Kindergarten “Redshirting” – Latest Research
I received an email from a friend last evening telling me to turn on CBS’ 60 Minutes. They were exploring the common practice of holding a child back before the kindergarten year in order to give him or her (usually a him) the advantage of age over peers. During the years I have been working with preschoolers, the practice has become more and more common, and I am often asked what I think about it. My answer, deeply steeped in the Montessori belief that every child should be treated as an individual, has usually been “it depends on the child”, and I stand by that answer. There is no right answer for every child.
But there is new research that may give parents a few more answers that that, and it is available online at: CBS News – 60 Minutes. If you watch it, let me know what you think! The issue is not going away.

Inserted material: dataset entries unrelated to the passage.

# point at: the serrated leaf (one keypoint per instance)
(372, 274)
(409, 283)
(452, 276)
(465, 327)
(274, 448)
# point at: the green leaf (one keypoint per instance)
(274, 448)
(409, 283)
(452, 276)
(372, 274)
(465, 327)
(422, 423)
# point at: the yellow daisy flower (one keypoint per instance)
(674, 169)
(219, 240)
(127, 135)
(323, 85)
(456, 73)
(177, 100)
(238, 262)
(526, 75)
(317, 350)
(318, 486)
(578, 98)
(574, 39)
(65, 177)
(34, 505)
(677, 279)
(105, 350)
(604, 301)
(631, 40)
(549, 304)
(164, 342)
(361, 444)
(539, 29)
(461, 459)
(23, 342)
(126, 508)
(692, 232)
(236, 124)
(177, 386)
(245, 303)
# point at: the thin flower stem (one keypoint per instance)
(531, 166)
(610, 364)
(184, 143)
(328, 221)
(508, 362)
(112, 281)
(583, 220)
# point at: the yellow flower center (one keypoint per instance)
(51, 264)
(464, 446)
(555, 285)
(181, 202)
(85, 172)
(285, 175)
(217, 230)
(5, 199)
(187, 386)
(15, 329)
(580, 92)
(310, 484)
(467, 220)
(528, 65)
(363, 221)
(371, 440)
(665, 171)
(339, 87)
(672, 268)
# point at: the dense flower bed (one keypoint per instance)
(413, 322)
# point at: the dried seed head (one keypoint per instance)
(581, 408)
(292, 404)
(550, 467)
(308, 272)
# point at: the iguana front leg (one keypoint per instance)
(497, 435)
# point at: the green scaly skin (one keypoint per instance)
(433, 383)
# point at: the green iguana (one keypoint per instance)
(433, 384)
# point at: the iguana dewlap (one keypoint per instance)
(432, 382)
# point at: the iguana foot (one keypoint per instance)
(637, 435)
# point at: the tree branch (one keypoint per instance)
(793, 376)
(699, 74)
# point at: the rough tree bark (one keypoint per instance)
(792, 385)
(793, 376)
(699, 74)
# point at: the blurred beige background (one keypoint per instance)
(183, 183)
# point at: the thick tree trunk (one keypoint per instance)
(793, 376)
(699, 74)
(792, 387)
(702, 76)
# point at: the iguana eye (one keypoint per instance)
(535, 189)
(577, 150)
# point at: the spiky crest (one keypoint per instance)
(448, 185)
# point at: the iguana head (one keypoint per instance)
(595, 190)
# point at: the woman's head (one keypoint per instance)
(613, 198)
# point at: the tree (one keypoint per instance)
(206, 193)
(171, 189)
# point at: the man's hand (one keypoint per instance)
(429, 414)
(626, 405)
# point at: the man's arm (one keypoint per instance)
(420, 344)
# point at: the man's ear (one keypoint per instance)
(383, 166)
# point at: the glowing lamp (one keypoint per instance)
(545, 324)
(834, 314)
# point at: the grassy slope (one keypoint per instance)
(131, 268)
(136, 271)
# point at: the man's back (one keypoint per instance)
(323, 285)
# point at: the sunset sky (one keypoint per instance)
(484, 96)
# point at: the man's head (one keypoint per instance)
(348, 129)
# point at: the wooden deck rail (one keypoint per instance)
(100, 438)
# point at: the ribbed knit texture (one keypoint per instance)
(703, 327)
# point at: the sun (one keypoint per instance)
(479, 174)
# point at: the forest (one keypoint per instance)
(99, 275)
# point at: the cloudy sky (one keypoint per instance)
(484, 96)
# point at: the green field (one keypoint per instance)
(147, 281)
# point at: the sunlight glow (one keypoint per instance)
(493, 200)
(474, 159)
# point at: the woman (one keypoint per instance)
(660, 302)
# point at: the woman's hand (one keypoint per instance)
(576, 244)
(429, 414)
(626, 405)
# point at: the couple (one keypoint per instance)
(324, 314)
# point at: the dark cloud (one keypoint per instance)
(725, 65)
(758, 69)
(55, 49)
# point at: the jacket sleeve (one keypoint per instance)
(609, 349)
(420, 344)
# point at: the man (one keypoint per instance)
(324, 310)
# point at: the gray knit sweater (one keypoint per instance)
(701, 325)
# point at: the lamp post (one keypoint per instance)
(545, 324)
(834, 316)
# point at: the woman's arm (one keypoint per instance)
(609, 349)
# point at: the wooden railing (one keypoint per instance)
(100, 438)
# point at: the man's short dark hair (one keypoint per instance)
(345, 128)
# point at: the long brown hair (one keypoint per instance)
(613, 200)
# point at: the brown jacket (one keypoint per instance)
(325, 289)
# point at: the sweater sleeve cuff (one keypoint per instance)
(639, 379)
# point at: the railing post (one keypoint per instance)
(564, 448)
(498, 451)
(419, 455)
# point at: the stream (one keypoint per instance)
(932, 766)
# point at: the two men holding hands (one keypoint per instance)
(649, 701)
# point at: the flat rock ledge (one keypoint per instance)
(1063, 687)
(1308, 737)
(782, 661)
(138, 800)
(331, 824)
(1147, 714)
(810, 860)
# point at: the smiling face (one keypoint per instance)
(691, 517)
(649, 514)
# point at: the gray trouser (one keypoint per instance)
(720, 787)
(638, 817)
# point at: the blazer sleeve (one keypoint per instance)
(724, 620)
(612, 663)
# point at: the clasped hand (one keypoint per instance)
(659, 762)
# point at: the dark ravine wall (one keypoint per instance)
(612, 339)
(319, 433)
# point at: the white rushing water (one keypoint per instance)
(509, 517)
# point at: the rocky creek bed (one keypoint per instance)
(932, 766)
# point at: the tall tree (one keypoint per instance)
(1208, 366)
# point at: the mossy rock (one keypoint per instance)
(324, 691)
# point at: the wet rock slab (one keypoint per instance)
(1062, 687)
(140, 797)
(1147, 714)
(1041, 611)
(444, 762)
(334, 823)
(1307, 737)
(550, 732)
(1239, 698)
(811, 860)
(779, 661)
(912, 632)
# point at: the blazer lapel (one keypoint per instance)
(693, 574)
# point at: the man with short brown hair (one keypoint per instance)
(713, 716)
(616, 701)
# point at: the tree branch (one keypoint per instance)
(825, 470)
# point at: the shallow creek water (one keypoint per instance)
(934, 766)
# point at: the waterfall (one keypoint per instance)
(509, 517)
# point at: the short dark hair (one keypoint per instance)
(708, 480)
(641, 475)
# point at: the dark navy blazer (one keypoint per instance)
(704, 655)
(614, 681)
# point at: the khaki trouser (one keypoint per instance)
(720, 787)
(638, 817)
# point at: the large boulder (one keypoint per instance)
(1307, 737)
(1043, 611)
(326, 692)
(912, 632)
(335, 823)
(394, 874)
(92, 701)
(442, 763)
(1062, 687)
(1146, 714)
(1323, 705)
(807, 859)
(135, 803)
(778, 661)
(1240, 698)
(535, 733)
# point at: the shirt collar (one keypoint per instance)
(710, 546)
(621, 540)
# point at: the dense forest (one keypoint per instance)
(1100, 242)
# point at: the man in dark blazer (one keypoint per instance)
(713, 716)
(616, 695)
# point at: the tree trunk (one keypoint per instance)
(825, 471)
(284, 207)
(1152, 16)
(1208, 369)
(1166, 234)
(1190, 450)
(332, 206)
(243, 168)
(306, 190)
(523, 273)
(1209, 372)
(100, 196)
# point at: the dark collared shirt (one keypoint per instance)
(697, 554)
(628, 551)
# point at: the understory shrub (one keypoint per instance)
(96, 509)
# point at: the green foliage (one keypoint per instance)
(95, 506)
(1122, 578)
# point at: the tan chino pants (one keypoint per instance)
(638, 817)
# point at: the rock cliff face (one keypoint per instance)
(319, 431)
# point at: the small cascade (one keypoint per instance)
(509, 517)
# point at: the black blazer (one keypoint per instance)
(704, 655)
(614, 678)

And here is another article from the New York Times which two Children’s Garden mothers told me about after I posted this. Age Doesn’t Matter.
Yet another issue faces some of our families, and that is trying to navigate the admissions reality of some schools in Denver. I have listened to many who sense that their child might be ready for first grade in the next school after Children’s Garden, but have chosen a school for their child which has more entrance flexibility at the kindergarten level, so the parents choose to keep their child with us for extended primary, and then, in a sense, have their child repeat the kindergarten year. The conventional wisdom in that case has been that the child will have so many new things to manage – new friends, teachers approaching education differently, different expectations – that being ahead academically will give them the freedom they need to adapt socially and emotionally.
And here is yet another article from the Sunday New York Times.
Once again, my fall-back position is Montessori’s – it depends on the child. As she counseled, careful observation of the child gives us the most information.